The present invention relates generally to magnetic field sensing devices and specifically to magnetic field sensing devices capable of sensing magnetic fields along two mutually perpendicular axis. Such two axis or dual axis magnetic field sensors are required in many applications. Electronic compasses, magnetic field probes, and virtual reality are a few examples of applications where two axis magnetic field sensors are useful.
In the past, two axis magnetic field sensors were typically constructed using two single axis magnetic sensors. For simplicity, these will be referred to herein as an x-axis sensor and a y-axis sensor meaning that the two axes are perpendicular. The two single axis sensors could be housed in a single package enclosure and oriented so that their sensitive directions were perpendicular to each other. Alternatively, two single axis individually packaged die could be mounted on a circuit board with the sensitive axis of each die perpendicular to the other die. There are disadvantages to the use of two single axis die. One disadvantage of this approach is that it requires extra assembly effort either at the package level or at the board level. In addition, it is difficult to locate the two single axis die so that they are orthogonal to each other. The best control on the orthogonality of the two single axis parts in high volume manufacture may be on the order of ±2°, which induces the same level error on compass heading or about 0.06% error in a magnetic field measurement.

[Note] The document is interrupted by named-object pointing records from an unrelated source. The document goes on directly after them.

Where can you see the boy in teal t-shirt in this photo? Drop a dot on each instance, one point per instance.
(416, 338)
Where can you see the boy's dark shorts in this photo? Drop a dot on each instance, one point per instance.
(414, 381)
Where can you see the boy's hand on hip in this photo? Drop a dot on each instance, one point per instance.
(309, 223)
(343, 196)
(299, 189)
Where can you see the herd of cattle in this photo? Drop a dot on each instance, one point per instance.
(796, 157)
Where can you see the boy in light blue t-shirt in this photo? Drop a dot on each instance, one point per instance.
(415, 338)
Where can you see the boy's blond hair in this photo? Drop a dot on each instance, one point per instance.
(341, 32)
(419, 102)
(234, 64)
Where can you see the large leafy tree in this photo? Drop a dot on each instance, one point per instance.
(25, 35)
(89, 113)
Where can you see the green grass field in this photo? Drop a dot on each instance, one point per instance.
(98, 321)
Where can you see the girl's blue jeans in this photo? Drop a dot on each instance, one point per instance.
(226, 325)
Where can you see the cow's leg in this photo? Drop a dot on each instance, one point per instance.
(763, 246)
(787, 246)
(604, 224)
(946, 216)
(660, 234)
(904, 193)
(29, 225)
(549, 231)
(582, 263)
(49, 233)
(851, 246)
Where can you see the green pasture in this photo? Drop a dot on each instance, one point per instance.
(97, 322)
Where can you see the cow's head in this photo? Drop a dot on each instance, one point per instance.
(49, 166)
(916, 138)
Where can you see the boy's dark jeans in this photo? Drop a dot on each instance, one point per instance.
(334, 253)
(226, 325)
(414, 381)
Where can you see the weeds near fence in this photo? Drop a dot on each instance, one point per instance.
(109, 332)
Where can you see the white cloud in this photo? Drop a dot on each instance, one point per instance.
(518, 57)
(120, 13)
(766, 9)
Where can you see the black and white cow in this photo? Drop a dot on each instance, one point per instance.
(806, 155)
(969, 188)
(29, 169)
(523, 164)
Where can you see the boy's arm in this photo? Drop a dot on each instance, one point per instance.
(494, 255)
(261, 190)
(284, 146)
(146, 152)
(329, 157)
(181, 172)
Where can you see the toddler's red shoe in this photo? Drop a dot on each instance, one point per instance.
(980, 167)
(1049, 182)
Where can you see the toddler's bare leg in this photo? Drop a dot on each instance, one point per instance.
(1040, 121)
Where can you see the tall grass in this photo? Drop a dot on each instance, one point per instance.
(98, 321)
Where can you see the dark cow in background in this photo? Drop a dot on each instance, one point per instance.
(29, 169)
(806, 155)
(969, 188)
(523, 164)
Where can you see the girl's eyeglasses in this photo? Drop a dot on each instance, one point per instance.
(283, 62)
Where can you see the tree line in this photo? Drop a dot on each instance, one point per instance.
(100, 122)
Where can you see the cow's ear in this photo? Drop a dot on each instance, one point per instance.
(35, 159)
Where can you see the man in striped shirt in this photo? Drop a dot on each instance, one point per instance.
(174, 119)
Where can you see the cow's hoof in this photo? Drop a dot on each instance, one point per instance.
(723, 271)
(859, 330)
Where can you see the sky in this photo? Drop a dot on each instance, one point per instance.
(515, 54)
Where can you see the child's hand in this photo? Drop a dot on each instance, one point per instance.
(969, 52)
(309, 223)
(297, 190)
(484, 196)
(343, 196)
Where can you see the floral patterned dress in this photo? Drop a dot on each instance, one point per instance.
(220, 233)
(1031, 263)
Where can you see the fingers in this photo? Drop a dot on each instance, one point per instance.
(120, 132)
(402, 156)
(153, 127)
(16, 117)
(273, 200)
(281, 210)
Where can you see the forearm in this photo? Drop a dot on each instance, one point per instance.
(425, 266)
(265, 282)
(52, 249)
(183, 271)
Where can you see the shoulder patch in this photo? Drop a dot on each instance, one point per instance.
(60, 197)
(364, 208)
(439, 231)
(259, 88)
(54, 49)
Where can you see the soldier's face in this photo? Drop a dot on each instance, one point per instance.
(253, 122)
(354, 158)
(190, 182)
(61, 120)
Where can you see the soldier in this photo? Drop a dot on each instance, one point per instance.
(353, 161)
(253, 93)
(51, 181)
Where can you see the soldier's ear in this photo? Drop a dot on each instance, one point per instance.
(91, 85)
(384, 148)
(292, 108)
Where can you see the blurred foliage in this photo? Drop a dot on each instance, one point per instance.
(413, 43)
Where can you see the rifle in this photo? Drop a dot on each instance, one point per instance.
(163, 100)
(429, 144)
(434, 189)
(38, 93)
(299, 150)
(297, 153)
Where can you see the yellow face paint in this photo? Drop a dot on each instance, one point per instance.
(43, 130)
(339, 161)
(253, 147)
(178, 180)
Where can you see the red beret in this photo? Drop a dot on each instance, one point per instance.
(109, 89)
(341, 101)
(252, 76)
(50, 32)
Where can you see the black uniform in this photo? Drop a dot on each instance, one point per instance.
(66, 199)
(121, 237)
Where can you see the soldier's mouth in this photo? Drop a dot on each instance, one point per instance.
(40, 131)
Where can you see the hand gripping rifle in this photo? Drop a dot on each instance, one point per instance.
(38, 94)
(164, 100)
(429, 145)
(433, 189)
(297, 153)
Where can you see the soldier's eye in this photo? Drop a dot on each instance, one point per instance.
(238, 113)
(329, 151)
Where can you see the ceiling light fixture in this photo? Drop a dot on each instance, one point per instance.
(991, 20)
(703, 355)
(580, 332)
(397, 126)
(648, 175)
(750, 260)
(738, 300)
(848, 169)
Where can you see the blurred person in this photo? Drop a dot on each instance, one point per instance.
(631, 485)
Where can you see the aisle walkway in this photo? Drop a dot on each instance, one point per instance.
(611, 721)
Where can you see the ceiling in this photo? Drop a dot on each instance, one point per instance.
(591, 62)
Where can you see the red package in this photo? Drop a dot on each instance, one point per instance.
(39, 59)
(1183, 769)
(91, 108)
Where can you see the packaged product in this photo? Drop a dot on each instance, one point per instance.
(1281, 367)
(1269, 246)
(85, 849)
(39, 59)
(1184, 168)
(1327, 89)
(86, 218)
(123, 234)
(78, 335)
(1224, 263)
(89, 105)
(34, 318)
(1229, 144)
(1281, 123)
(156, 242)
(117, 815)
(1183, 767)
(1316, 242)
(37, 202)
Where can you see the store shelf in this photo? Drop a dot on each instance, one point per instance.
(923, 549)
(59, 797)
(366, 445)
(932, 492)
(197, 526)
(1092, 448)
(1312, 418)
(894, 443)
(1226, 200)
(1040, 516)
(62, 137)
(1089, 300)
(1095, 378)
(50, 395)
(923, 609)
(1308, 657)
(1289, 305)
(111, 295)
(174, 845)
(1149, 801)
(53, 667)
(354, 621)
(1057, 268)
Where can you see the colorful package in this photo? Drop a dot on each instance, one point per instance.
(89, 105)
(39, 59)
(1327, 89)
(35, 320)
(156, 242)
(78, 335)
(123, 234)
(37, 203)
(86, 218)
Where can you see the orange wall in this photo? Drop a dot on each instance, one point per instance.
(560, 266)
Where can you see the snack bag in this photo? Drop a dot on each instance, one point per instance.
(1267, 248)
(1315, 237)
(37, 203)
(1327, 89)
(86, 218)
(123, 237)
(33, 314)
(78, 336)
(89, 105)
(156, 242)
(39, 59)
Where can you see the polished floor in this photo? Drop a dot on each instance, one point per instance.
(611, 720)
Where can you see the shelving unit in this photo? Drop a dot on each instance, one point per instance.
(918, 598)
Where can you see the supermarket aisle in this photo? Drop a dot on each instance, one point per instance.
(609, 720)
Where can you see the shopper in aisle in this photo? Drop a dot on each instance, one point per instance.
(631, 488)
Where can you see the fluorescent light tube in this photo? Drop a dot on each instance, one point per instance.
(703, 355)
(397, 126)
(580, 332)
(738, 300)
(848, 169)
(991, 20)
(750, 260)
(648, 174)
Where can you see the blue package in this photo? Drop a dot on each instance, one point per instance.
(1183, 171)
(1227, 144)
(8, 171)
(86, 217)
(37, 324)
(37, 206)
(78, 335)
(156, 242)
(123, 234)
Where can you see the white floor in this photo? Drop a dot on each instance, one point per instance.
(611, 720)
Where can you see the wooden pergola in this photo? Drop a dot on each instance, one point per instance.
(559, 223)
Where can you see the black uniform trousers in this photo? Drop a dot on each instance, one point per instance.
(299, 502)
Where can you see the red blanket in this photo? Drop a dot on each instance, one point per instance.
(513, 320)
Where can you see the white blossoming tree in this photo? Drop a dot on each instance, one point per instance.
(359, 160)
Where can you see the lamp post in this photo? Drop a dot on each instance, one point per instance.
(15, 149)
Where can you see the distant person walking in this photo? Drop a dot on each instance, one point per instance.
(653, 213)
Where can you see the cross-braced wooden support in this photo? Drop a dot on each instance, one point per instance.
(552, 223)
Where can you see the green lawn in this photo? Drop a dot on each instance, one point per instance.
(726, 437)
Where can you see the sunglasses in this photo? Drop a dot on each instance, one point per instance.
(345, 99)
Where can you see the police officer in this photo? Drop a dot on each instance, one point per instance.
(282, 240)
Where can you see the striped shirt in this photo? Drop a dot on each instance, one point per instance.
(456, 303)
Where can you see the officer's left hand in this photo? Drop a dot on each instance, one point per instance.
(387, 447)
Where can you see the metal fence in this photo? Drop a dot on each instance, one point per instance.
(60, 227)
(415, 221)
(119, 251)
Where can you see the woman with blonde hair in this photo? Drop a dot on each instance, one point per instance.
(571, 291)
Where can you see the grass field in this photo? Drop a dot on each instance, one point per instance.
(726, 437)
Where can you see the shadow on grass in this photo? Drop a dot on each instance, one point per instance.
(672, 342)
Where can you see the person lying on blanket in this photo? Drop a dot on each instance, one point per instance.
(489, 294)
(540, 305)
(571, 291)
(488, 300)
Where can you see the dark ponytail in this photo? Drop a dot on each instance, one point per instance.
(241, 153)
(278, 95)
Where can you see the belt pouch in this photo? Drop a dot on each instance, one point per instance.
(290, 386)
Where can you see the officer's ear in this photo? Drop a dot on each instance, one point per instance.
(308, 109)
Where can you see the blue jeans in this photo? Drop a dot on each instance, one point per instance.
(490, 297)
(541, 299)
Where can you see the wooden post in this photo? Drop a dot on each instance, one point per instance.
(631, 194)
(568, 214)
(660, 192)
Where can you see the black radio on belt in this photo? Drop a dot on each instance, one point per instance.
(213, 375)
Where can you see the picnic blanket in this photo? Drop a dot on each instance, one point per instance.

Earlier magnetoresistor-based magnetic field sensors utilized anisotropic magnetoresistance (AMR) wherein the resistance of a magnetoresistor varied as the cosine squared of the angle between the magnetization direction of the magnetoresistor and the direction of the current flow in the magnetoresistor. An example of a magnetic field sensor using AMR elements in a Wheatstone bridge circuit is described in U.S. Pat. No. 5,247,278, assigned to Honeywell.
More recently, a very different principle has been utilized in magnetic field sensors, wherein the resistance of multilayer film with at least two separated ferromagnetic layers varies as the cosine of the angle between the magnetizations of the two layers and is independent of current direction so long as the current is in the plane of the film. This resistance change caused by a magnetic field is named Giant Magnetoresistance (GMR) and is a much greater change than is found in AMR materials. GMR materials are more difficult to construct but offer much greater sensitivity to magnetic fields when compared to AMR materials. The classes of GMR materials that could be used in magnetic field sensors include multilayer film, spin-valve film or spin dependent tunneling film.
A multilayer GMR film includes a stack of alternated ferromagnetic layers and noble metal layers, such as Co/Cu/Co/Cu . . . or NiFeCo/Co/Cu/Co/NiFeCo/Co/Cu . . . When adjusting thickness of the Cu layer, the two magnetic layers adjacent to the Cu layer could have opposite magnetization directions through exchange coupling at zero applied magnetic field and the resistivity is high. Applying a magnetic field in the direction perpendicular to the magnetization directions, the magnetization of each of the ferromagnetic layers rotates toward the applied field direction, the relative angle between the magnetization in the adjacent layer becomes smaller, and the resistivity decreases.
A spin valve film typically includes two ferromagnetic layers, one space layer and one pinning layer. The pinning layer usually is an antiferromagnetic layer used to pin the magnetic moment of the immediate adjacent magnetic layer. The other ferromagnetic layer, separated by the space layer, is free to rotate its magnetic moment. When a magnetic field is applied, the magnetic moment of the free layer will rotate toward the field and the relative angle between the magnetization of the pinning layer and the magnetization of the free layer will change causing a resistance change.
A magnetic field sensor sensitive to very small applied magnetic fields can be constructed utilizing a spin dependent tunneling principle. A spin dependent tunneling magnetoresistor includes first and second ferromagnetic layers separated by a very thin non-magnetic insulating film. Current is conducted through the insulating layer based on a quantum electrodynamic effect or “tunneling” current. For a given thickness of the insulating layer, the amount of tunneling current is largely a function of the directions of magnetization in the ferromagnetic layers located on either side of the insulating layer. These directions of magnetization are varied by the magnetic field to be sensed and the resulting change in resistance is detected. Thus, a need exists for a GMR based two-axis magnetic field sensor that will provide significantly improved sensitivity to magnetic fields, may be readily fabricated on a single semiconductor die, and utilizes many known semiconductor processes.